Nous n’avons pas assez mesuré que la victoire d’Emmanuel Macron adresse un signal aux partis politiques. Nous n’avons d’ailleurs pas réussi à capter le message qui est, en fait, envoyé depuis plusieurs années par les électeurs. Le besoin de dépasser les clivages partisans s’installe. Nous l’avons sous-estimé. La demande de pragmatisme est présente. Nous ne voulons visiblement plus y répondre. Le besoin de renouvellement est réel et nous l’avons méprisé. Dans le Loiret les jeunes le savent mieux que quiconque…

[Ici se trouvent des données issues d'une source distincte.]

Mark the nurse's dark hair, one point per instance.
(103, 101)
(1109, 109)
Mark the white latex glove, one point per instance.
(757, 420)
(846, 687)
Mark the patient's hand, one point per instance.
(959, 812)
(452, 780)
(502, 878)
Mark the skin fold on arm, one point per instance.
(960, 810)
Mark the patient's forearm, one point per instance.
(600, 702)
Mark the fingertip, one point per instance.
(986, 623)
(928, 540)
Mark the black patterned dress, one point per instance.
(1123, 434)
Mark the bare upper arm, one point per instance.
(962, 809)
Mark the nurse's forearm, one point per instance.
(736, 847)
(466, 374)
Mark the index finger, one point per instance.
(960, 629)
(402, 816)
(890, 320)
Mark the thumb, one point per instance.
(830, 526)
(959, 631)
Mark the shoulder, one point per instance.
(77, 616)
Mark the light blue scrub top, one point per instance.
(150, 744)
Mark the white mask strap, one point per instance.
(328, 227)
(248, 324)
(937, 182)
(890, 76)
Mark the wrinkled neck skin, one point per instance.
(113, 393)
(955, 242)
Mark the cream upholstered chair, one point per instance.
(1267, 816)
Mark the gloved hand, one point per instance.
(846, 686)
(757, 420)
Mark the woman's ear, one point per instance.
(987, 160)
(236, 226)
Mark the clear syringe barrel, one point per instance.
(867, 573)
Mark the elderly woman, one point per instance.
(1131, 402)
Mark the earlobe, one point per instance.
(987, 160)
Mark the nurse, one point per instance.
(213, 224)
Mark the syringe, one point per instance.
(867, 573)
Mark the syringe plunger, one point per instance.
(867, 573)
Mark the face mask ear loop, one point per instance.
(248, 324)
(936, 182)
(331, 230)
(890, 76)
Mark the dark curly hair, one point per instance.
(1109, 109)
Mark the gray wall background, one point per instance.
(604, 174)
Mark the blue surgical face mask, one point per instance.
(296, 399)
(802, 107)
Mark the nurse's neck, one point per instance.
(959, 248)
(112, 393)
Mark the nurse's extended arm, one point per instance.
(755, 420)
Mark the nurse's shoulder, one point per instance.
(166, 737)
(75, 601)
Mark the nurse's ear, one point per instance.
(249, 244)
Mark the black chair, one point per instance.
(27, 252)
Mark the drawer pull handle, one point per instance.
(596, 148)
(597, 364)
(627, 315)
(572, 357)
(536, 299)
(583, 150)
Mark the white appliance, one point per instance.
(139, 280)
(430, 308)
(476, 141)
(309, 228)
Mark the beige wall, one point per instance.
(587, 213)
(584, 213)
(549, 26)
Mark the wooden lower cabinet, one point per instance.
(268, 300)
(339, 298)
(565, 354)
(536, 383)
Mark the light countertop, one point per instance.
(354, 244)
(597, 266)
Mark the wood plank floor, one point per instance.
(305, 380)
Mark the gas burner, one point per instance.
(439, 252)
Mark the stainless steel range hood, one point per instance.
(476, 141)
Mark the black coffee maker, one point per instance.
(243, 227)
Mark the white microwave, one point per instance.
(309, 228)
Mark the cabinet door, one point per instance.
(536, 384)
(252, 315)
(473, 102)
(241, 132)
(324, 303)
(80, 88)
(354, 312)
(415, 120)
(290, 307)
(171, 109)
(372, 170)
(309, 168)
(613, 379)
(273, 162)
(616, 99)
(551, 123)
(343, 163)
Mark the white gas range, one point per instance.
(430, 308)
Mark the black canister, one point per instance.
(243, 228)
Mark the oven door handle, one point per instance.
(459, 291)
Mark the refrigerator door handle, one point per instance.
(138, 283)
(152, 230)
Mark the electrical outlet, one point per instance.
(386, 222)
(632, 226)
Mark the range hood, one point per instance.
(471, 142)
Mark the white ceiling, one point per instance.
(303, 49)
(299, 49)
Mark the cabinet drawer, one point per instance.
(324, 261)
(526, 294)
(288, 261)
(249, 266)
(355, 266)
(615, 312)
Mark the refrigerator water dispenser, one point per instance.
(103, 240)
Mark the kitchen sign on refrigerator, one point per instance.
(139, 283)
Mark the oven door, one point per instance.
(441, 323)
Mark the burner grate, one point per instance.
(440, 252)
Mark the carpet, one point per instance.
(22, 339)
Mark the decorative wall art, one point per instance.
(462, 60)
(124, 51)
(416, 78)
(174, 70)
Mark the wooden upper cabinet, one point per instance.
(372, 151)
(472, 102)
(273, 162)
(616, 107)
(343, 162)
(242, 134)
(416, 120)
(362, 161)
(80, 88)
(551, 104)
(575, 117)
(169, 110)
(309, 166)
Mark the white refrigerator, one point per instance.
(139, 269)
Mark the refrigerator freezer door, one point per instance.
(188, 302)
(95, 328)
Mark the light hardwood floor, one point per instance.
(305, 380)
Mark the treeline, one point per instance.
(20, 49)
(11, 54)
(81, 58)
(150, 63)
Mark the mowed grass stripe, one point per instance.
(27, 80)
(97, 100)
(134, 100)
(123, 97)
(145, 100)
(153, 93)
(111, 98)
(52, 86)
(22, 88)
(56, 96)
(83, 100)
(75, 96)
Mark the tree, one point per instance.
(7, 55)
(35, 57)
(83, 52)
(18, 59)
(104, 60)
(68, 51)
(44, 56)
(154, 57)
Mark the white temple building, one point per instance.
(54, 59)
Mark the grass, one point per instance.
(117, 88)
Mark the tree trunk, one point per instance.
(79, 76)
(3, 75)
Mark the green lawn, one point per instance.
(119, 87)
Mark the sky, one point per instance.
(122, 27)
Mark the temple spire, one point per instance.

C’est pour toutes ces raisons que je viens d’exposer que je prends aujourd’hui la décision de démissionner du Parti Socialiste. Il ne s’agit pas d’une désertion. Le terme n’est approprié que lorsque la bataille a encore lieu. Il s’agit encore moins d’un renoncement. Je reste très attaché à mes valeurs, très combatif pour les défendre sur le terrain, très optimiste. Il ne s’agit pas non plus d’un manque de courage. J’ai d’ailleurs défendu, avec beaucoup d’autres, le poing et la rose lors d’élections très compliquées durant ce quinquennat, comme les municipales ou les européennes.
Il s’agit tout simplement d’être cohérent avec soi-même pour ne pas devenir schizophrène par appât du pouvoir, à l’instar de certains politiciens.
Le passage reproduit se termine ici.